Begin a deduction from a tautology, also make a tautology?

Question

I'm doing a course in first-order logic in mathematics and I've stumpled upon a question while preparing for the exam:
Assume you have two formulas (well-formed) $\varphi, \psi$ and you have proved that $\psi \vdash \varphi$, i.e. there is a deduction from $\psi$ to $\varphi$. Now you get asked whether or not it also holds that $\psi \models_t \varphi$ (if $\psi$ tautologically implies $\varphi$).
Can one argue by, since $\varphi$ is a deduction from $\psi$, then by proving $\psi$ is a tautology, then $\varphi$ must also be a tautology?

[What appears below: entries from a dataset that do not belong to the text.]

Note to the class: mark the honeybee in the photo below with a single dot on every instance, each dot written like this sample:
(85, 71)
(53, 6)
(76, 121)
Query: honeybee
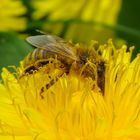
(83, 61)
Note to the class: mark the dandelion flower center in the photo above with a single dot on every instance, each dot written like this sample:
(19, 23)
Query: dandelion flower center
(71, 108)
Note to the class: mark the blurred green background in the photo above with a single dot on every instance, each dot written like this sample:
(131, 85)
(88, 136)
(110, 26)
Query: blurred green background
(77, 20)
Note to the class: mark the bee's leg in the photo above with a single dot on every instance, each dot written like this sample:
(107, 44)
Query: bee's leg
(48, 85)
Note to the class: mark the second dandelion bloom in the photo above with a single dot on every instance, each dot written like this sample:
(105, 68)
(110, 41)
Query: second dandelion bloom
(70, 107)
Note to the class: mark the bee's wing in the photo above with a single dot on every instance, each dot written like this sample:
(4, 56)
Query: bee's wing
(52, 44)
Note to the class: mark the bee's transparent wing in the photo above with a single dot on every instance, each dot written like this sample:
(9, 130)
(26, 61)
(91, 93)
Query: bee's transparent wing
(52, 44)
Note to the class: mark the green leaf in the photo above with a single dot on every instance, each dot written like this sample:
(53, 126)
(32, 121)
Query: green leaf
(12, 49)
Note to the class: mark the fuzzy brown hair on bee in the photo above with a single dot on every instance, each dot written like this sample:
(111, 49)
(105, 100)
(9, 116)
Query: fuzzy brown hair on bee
(82, 61)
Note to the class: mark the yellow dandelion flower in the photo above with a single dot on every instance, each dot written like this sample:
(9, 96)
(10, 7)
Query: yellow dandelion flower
(71, 108)
(80, 17)
(10, 12)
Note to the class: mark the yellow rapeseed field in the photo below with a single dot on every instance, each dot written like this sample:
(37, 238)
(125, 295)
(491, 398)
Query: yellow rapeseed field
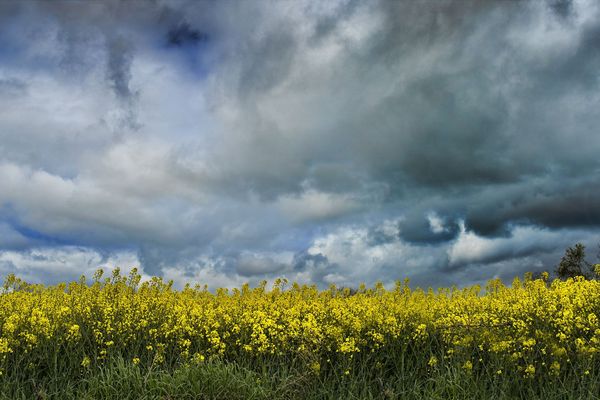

I can't really find anything in my notes about a similar argument, so I'm a bit unsure how to argue for the tautology...
(For your own information, we have used, or more followed Enderton's book in the course, if that helps...)

Answer 1

See Enderton's Logic, page 115: in general $\varphi \vdash \psi$ does not imply $\varphi \vDash_t \psi$.

The counter-example is in the text: we have $∀xPx⊢Pc$ but the second is not tautologically implied by the first one.

Why so? because in order to use tautological implication we have to "model" the predicate logic case in terms of propositional logic. But $\forall x Px$ and $Pc$ are two different atomic formulas: $Q$ and $R$ say, and $Q \nvDash_t R$.

We have to apply THEOREM 24B $\Gamma \vdash \varphi$ iff $\Gamma \cup \Lambda$ tautologically implies $\varphi$.

As suggested by the proof of the theorem, you can easily verify that: $\forall x Px, \forall x Px \to Pc \vDash_t Pc$.

Note: wrt to the title, if $\varphi$ is a tautology and $\varphi \vdash \psi$, due to soundness we have $\varphi \vDash \psi$ and thus also $\psi$ is a tautology. But this is consistent with the discussion above: $\forall xPx$ is not a tautology.